When he looked up again, Takuto was smiling, bright and open and just a little challenging. “Well, maybe that’ll be a good place to start.”
Sugata gave in and laughed.
They got through the rest of breakfast with amazingly little awkwardness, considering what they’d just agreed on. It didn’t trip Sugata up again until they were leaving, and he offered Wako his hand down the front steps. She squeezed his fingers a little, smiling up at him with such relief and hope that his heart turned over. He hesitated, looking down at her and finally offered his other hand to Takuto.
Takuto looked back at him, thoughtful in the way that was always a bit startling in someone as guileless as Takuto was. When he smiled this time, it was small and true, and his hand closing around Sugata’s was warm. It felt… good. Perhaps, Sugata thought, this could work after all.

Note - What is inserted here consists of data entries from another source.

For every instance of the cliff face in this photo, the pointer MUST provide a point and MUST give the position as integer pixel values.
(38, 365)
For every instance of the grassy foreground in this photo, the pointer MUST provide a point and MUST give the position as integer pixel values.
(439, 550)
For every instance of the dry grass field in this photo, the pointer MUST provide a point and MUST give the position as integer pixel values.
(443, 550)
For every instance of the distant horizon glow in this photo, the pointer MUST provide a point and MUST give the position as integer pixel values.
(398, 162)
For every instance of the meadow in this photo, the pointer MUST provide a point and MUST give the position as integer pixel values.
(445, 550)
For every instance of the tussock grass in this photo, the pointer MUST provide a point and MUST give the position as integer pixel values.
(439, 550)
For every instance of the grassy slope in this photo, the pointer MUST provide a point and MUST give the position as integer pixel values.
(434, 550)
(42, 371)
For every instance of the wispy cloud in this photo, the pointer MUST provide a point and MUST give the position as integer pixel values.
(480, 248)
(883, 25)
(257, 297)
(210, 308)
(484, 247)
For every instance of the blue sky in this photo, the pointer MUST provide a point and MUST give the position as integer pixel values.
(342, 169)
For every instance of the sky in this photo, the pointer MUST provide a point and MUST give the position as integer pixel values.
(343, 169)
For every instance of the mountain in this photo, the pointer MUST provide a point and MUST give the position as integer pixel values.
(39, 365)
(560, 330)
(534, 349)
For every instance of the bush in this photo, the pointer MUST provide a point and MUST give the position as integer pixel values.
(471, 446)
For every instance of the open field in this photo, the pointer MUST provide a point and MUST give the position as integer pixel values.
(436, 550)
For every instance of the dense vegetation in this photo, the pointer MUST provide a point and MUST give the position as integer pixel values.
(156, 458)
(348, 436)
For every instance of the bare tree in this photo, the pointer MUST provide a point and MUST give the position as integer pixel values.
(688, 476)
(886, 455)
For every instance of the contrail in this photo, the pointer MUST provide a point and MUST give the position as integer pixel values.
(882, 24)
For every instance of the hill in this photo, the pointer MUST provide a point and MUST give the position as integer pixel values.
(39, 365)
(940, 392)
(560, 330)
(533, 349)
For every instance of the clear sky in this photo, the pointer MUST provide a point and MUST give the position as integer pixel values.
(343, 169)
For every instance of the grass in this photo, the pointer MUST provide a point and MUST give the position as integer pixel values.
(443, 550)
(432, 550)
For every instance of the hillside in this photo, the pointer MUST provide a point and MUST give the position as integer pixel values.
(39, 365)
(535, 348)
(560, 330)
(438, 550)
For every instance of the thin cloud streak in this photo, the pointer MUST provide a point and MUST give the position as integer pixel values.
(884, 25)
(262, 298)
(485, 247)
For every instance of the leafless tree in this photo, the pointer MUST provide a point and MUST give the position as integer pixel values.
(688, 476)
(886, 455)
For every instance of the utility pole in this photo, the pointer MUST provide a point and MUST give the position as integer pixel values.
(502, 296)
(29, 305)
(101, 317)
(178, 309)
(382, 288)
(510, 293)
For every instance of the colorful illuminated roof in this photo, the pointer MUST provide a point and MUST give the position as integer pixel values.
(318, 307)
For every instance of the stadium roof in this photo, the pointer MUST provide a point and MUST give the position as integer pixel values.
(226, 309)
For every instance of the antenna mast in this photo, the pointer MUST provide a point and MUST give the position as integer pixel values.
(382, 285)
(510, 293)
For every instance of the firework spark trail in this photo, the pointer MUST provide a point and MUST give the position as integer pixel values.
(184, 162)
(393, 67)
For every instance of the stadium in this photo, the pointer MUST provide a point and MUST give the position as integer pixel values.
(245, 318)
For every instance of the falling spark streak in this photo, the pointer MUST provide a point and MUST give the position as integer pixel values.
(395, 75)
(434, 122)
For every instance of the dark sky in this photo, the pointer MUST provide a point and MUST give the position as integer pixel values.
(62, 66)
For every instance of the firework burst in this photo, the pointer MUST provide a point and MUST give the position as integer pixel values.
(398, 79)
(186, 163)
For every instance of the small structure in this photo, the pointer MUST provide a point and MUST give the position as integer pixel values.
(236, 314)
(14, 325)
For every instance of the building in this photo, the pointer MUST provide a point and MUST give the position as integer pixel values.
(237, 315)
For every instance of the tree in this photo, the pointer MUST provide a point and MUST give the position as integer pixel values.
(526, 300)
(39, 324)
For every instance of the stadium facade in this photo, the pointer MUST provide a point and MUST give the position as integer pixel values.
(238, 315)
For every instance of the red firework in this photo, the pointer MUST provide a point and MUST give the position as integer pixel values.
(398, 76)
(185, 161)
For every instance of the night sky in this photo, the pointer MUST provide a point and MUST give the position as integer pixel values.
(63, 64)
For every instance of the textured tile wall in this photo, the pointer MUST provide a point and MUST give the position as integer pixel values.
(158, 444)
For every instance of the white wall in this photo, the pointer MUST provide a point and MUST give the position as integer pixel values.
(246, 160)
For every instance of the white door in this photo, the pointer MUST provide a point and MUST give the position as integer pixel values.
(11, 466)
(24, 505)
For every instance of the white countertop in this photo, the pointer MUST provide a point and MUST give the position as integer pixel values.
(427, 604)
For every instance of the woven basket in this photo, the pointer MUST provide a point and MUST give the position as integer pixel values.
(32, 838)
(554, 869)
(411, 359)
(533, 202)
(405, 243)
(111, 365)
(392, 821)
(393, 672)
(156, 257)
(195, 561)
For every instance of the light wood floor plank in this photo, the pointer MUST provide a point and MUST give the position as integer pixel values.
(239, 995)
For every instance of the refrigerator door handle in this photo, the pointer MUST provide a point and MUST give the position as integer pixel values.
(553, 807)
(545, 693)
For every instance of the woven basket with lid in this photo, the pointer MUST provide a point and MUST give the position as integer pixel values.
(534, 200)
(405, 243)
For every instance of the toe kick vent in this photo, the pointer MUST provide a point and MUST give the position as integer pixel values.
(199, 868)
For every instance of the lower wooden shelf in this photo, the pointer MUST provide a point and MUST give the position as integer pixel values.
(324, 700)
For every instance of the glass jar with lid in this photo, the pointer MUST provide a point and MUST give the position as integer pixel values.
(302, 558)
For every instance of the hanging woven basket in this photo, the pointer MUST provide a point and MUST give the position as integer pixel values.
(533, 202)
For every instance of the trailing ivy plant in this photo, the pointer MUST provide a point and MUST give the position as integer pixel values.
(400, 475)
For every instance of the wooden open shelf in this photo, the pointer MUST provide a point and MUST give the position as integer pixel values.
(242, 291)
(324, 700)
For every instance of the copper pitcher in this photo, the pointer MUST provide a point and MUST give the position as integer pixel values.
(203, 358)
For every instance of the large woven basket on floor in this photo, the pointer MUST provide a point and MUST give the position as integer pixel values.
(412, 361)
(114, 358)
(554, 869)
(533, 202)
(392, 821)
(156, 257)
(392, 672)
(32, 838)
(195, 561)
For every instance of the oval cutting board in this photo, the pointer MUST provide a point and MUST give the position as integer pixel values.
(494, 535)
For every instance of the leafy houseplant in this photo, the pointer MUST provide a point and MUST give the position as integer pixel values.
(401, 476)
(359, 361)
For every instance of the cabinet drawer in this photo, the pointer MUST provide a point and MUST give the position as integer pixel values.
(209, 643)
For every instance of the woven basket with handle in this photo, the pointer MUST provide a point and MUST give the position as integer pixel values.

They had a place to start, at least.
He and Takuto still walked on either side of Wako, on their way to school that day, but when Ruri met them at the stairs and immediately teased Wako for keeping both of them dangling, Wako only laughed, bright and clear. The sound lit up the morning, and for once Sugata didn’t hesitate to catch Takuto’s eye over her head. They shared a smile and Sugata let himself hope. Maybe. Maybe it really would be all right, after all.
He tipped his face up to the morning sun, and smiled at the future.